Function Call Reference Validator

Name: function_call_reference_validator

Validates function calls by comparing the structure and content of tool calls in the model output against the expected structure defined in the scenario result. It ensures that all required parameters are present and match any specified patterns, supporting nested structures and regex matching for string values.

Do Param Values Match

Name: do_param_values_match

Validates function calls by comparing the structure and content of tool calls in the model output against the expected structure defined in the scenario result. It ensures that all required parameters are present and match any specified patterns, supporting nested structures and regex matching for string values.

Are All Params expected

Name: are_all_params_expected

Checks if the generated argument names in the function call are expected based on the schema in the scenario_result. A check to ensure that the generated arguments are not hallucinated.

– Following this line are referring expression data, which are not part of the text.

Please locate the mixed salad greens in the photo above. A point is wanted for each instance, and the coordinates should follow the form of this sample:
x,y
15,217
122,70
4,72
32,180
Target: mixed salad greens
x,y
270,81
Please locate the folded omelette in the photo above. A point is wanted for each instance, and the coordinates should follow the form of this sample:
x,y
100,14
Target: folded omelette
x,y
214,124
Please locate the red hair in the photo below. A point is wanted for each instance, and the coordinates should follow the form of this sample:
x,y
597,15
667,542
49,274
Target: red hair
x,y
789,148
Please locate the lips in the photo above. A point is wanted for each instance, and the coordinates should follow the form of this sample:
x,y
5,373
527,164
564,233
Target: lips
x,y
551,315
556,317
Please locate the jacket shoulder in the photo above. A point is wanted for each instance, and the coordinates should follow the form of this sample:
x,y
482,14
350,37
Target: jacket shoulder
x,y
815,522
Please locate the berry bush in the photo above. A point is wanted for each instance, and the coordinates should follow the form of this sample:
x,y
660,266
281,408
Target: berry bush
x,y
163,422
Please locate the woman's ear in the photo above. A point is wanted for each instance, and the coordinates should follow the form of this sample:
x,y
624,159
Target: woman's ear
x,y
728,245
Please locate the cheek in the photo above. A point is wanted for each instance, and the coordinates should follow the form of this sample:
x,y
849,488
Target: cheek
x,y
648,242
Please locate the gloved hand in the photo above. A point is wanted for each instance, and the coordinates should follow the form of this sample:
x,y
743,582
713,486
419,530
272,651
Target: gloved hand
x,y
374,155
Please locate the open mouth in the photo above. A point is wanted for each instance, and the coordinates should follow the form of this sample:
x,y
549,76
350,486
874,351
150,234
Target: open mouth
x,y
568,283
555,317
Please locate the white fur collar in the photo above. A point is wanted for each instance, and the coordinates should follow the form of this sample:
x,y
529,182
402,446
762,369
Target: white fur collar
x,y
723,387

Are Required Params present

Name: are_required_params_present

Checks if the generated arguments in the function call contain the required arguments in the scenario_result.

Is Function Correct

Name: is_function_correct

Checks if the generated function call name(s) in the tool_call matches the expected function call name(s) in the scenario_result.

Code Generation checks

Does Code Compile

Name: does_code_compile.

This check simply checks whether the generated Python code compiles. This check lets you tell whether the generated code contains any non-Pythonic content (e.g., natural language, HTML, etc.). Requesting the does_code_compile check will run the following evaluate method:

class Check(BaseCheck):
@staticmethod
def evaluate(model_output: str) -> bool:
try:
compile(model_output, '<string>', 'exec')
return True
except SyntaxError as e:
return False

Code Contains All Imports

Name: contains_all_imports.

This check looks at all the object/function calls in the generated code and ensures that the corresponding import statements are included.